Top Biden administration officials recommended that marijuana be classified under the much less regulated Schedule III class of banned substances instead of its current Schedule I classification, in documents released to the public on Friday.
Rachel Levine, assistant secretary for health at the Department of Health and Human Services (HHS), sent a letter to Anne Milgram, administrator of the Drug Enforcement Administration (DEA), on Aug. 29, 2023, recommending that marijuana be moved from Schedule I, the harshest drug classification, to Schedule III under the Controlled Substance Act, according to the report.
The report found that marijuana had the potential to be used for a number of different medical conditions, especially for easing pain, while also claiming that the substance’s potential for abuse and public health risk was lower than other scheduled drugs.
“These evaluations demonstrate that there is consistency across databases, across substances, and over time that although abuse of marijuana produces clear evidence of a risk to public health, that risk is relatively lower than that posed by most other comparator drugs,” the report reads.
The report is the result of an executive order from President Joe Biden in October 2022, who asked HHS and the attorney general to review the classification of the substance, according to the report. The government has conducted four other reviews of marijuana since 2000, most recently in 2015, when it denied requests to ease the restrictions on the substance.
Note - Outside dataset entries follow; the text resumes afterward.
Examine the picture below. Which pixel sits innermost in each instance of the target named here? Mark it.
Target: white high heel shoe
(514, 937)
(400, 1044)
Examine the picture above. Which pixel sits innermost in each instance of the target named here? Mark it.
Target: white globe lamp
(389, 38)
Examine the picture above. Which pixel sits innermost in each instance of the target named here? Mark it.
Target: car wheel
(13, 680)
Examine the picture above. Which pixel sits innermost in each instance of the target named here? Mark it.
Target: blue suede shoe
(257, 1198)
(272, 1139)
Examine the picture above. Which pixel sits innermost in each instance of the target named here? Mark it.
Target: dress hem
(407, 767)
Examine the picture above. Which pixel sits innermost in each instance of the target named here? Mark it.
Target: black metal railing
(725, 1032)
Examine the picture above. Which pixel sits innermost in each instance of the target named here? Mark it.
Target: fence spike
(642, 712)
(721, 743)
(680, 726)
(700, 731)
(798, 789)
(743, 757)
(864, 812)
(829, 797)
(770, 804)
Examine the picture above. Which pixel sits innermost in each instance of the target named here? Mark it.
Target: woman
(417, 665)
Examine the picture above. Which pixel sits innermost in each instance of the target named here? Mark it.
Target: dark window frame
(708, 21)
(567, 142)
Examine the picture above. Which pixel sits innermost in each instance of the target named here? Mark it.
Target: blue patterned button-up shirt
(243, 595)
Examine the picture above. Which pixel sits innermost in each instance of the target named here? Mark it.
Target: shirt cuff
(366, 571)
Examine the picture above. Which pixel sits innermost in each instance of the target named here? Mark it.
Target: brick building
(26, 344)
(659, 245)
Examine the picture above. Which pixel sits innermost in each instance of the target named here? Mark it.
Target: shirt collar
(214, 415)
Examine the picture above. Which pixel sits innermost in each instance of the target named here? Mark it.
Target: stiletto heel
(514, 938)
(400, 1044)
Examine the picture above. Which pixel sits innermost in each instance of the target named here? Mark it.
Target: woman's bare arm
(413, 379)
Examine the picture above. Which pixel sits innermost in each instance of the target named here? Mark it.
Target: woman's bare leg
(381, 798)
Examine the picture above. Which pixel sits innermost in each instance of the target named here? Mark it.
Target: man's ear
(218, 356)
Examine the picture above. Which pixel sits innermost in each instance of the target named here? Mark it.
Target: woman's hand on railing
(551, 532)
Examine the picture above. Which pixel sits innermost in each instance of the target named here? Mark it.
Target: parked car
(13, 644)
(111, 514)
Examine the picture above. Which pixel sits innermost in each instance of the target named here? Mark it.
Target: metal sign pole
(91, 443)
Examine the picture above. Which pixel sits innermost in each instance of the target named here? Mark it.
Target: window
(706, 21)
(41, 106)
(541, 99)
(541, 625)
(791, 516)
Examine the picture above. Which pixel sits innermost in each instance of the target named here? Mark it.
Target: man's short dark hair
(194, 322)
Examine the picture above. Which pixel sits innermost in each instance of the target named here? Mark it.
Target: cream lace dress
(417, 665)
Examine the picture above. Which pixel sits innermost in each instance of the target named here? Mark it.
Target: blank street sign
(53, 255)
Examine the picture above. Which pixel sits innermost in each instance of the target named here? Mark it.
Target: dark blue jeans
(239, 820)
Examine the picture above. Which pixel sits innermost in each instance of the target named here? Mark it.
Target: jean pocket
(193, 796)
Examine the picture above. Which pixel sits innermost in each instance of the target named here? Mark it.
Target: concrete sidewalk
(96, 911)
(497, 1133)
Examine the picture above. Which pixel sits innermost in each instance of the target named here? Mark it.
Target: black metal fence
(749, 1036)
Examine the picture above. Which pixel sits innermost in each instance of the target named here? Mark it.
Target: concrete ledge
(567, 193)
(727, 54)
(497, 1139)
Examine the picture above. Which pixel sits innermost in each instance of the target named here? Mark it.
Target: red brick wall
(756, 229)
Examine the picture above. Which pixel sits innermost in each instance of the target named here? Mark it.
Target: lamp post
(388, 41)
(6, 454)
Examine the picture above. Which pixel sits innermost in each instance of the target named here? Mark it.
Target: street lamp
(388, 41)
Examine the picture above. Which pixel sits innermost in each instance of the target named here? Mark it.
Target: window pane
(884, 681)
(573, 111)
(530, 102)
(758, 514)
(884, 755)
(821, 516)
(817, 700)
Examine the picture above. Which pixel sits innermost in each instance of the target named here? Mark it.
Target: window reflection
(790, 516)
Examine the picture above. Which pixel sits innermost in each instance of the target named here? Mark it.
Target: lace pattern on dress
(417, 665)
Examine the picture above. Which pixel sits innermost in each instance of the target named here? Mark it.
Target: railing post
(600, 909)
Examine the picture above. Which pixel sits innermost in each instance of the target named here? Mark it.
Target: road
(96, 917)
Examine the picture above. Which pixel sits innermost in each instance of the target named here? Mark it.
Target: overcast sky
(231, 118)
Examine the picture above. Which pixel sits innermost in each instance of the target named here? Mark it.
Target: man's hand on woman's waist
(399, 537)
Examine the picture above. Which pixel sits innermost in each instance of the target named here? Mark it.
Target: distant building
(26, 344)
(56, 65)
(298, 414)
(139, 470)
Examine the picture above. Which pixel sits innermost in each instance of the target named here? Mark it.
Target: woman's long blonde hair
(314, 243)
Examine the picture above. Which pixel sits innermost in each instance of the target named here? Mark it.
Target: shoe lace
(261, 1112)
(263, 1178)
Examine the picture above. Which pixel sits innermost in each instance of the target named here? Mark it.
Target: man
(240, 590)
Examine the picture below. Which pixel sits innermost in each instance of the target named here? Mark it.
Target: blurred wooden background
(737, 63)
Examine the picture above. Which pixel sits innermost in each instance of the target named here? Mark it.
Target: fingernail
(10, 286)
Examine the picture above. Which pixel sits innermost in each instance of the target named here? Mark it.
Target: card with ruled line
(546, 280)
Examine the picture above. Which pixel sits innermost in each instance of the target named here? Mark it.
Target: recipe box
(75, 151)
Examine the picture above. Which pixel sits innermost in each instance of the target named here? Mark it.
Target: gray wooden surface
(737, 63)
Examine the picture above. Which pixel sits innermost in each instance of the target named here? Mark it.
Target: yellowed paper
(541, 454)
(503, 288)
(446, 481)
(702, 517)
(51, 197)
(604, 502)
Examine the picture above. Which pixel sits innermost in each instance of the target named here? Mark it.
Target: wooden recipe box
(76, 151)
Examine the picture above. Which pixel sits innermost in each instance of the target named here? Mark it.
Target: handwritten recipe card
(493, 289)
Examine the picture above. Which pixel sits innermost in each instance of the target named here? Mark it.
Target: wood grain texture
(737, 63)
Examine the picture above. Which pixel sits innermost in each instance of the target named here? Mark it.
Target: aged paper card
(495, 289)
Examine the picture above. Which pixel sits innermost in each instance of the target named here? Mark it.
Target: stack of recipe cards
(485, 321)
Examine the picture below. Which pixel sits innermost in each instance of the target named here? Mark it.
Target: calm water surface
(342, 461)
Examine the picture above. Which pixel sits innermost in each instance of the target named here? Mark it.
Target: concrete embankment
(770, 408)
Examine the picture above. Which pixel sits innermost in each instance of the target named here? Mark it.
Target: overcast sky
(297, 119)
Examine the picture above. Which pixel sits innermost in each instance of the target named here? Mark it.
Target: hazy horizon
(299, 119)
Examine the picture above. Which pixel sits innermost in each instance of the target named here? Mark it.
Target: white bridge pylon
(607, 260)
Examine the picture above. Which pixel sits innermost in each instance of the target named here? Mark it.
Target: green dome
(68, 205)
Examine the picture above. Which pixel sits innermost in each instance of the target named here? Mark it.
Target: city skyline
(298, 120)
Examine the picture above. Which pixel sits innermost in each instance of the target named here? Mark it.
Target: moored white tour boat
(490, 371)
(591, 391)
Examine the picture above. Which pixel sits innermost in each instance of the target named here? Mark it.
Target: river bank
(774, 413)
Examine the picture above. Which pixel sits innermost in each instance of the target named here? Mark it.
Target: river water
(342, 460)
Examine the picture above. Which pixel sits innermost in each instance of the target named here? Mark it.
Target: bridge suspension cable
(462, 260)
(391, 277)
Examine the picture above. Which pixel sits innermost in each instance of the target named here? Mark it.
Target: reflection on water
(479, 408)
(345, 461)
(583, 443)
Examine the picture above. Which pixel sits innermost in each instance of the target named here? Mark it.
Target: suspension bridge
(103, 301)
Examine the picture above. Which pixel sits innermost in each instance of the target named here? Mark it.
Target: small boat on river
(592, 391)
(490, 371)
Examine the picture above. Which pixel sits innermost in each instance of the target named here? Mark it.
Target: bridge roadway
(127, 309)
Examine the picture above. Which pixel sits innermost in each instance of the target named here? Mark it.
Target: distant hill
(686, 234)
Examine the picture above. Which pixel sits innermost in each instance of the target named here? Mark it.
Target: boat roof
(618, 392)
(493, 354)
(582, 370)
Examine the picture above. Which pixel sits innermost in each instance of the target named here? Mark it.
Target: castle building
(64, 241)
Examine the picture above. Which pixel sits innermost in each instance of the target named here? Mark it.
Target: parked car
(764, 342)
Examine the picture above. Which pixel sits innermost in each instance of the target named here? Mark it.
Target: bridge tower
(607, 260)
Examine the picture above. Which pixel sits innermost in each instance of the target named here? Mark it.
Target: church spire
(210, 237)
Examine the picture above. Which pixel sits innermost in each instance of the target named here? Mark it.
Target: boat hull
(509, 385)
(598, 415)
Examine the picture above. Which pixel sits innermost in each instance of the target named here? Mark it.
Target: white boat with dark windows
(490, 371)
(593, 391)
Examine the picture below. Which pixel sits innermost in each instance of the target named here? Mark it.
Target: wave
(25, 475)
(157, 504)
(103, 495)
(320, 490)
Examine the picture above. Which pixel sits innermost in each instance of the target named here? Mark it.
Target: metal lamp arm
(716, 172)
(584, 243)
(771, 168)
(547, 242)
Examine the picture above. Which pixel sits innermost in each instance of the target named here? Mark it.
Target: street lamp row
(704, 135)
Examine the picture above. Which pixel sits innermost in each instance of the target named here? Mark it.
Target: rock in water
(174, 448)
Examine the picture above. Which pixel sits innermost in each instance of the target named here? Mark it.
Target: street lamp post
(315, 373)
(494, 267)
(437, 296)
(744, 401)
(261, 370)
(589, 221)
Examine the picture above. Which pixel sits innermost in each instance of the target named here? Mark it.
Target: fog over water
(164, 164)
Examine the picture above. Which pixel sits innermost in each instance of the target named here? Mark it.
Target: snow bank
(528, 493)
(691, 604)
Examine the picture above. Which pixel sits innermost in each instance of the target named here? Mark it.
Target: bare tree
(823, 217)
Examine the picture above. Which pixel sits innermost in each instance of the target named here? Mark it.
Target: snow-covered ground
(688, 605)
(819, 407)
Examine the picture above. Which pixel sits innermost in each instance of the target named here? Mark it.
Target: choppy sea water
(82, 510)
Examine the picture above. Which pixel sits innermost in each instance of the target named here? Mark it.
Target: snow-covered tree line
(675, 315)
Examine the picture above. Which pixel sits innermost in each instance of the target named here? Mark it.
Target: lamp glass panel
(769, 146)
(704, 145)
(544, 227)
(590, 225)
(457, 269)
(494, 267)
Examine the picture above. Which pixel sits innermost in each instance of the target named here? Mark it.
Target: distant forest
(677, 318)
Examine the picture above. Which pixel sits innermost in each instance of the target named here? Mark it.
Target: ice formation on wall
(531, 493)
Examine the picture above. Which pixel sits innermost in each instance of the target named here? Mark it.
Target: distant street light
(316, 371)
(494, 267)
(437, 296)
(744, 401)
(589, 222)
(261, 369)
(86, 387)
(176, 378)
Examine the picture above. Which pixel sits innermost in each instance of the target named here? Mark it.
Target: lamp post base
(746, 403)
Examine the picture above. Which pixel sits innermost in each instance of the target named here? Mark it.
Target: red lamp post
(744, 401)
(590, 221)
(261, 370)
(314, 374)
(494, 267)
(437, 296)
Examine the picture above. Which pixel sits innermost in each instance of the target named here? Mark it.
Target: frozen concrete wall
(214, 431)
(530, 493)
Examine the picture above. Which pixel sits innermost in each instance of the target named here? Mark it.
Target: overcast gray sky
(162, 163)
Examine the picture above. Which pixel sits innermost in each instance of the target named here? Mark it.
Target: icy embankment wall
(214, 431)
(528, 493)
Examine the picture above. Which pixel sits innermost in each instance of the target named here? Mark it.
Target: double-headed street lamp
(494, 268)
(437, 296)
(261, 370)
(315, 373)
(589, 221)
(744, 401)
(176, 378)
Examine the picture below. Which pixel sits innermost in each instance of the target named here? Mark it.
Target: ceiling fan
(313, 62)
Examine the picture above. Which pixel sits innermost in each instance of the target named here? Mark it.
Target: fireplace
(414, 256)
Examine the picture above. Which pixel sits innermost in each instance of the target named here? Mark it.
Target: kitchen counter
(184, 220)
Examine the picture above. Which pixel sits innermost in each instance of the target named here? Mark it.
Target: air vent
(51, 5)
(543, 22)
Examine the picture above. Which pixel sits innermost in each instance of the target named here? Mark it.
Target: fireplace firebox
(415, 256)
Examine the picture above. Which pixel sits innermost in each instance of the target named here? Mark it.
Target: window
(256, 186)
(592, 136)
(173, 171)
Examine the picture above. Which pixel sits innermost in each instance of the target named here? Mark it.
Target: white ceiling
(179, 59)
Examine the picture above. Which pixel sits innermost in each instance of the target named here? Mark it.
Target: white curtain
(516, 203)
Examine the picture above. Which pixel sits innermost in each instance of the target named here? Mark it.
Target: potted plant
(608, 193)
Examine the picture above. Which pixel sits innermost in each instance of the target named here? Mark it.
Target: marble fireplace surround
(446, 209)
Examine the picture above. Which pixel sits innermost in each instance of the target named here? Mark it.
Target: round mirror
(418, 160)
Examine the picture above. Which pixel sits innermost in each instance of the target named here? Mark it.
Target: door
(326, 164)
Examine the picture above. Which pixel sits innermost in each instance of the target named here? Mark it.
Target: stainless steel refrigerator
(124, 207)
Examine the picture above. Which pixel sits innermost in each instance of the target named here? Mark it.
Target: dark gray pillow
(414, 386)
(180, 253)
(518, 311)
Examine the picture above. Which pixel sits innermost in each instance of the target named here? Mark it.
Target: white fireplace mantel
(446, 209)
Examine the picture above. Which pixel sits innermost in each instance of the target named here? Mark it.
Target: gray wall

The decision on whether marijuana will be reclassified is expected in the coming months and will come from the DEA, according to Politico. Already, 24 states have legalized possession of the substance for adults, while 38 states have greenlit its use for medical programs, despite the drug still being federally restricted.
In the FDA’s review, it found that only 10% of substance use disorder admissions in 2020 were for marijuana, far lower than other Schedule I drugs like heroin or cocaine, according to the report. Similarly, only 10 to 20% of regular users of marijuana had a psychological dependence, which is lower than that of tobacco, opiates and even alcohol.
HHS did not immediately respond to a request to comment from the Daily Caller News Foundation.